The focus
of change--and growth--in gold rush California was the once-tiny
hamlet of San Francisco. Only a few hundred people lived there
in the 1840s, but the discovery of gold brought unimaginable growth.
The city soon averaged 30 new houses and two murders each day.
A plot of San Francisco real estate that cost $16 in 1847, sold
for $45,000 just 18 months later. In less than two years the city
burned to the ground six times. But there was always money to
rebuild it bigger and better. Nearly a half-billion dollars worth
of gold passed through the city in the 1850s--and everyone wanted
their share.
Newly-rich
miners regularly came down from the hills to the new metropolis
of San Francisco.
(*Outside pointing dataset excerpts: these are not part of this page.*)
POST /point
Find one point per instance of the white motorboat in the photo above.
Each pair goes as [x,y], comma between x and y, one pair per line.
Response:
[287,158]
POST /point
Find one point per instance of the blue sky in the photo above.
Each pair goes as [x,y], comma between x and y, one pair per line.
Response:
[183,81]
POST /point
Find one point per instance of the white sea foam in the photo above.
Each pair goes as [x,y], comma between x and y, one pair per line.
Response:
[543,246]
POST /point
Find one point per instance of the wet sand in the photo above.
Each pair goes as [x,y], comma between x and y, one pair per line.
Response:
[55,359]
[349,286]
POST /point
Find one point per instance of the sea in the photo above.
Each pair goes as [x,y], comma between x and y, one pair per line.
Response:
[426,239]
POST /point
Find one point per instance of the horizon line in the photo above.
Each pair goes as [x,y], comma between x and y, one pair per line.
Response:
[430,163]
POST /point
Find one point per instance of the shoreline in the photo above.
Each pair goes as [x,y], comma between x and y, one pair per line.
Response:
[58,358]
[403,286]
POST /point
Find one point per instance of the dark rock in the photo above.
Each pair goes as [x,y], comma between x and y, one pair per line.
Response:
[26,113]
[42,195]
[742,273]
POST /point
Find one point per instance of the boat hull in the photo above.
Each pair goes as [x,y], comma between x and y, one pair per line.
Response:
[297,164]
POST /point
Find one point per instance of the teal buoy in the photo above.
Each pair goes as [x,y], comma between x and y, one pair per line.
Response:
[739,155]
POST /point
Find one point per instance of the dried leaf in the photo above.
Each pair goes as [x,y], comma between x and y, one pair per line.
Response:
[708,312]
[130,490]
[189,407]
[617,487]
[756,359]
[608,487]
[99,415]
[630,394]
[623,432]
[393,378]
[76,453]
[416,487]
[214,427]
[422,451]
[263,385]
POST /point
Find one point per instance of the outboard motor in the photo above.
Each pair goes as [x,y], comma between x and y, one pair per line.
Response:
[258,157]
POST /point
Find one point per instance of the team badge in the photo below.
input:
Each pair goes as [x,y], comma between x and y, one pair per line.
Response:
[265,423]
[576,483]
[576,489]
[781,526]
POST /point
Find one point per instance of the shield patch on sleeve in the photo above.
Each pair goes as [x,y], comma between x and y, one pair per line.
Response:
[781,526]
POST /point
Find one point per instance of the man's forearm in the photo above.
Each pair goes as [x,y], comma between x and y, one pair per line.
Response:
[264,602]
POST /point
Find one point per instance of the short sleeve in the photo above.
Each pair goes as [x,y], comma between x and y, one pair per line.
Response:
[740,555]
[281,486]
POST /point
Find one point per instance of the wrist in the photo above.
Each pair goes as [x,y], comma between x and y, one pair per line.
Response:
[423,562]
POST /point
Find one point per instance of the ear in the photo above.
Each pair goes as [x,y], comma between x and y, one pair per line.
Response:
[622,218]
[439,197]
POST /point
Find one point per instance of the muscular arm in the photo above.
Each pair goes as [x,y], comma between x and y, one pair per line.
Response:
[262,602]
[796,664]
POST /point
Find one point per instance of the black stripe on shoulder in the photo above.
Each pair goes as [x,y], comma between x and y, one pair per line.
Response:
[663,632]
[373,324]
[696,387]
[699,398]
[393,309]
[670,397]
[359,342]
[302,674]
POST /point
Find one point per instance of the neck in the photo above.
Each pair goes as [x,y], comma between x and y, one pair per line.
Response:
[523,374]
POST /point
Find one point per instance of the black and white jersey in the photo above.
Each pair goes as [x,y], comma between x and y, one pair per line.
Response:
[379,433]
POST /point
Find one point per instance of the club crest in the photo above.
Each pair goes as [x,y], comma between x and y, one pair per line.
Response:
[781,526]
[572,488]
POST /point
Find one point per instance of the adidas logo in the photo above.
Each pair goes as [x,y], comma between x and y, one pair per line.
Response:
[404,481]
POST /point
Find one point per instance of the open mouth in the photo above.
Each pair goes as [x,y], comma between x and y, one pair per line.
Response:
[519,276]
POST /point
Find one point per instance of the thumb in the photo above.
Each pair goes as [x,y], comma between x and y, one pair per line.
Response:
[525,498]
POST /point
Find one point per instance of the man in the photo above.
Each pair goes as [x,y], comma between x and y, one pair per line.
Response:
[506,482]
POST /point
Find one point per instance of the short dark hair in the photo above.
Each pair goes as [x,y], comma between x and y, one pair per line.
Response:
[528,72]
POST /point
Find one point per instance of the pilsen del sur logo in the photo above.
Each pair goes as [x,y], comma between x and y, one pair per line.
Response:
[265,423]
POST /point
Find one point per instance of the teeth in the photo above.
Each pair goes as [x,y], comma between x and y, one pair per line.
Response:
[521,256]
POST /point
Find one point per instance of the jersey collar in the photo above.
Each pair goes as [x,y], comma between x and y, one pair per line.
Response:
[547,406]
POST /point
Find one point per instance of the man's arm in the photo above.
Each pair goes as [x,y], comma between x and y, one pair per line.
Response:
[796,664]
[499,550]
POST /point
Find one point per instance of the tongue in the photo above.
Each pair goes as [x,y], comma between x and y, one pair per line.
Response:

They were hungry for fun--any kind of fun.
Samuel Clemens
"They were rough in those times! They fairly reveled in
gold, whiskey, fights, and fandangoes, and were unspeakably happy.
The honest miner raked in from a hundred to a thousand dollars out
of his claim a day, and what with the gambling dens and other entertainments,
he hadn't a cent the next morning if he had any type of luck."
Thousands
of merchant profiteers were more than willing to help separate
a miner from his gold--merchants like Sam Brannan. By the mid
1850s, the man who started it all owned much of downtown San Francisco.
By 1856, his income was nearly a half-million dollars. Brannan
was the richest man in California, he even issued his own currency.
Sam Brannan represented the new California--bold, opportunistic,
entrepreneurial.
Gold was
a magnet that brought people--dynamic, energetic people--from
all over the world. This vibrant mix quickly turned San Francisco
into a cultural mecca, with theater, opera, and more newspapers
than any city but London. The city became the envy of the world--thanks
to a collision of cultures that became its greatest strength.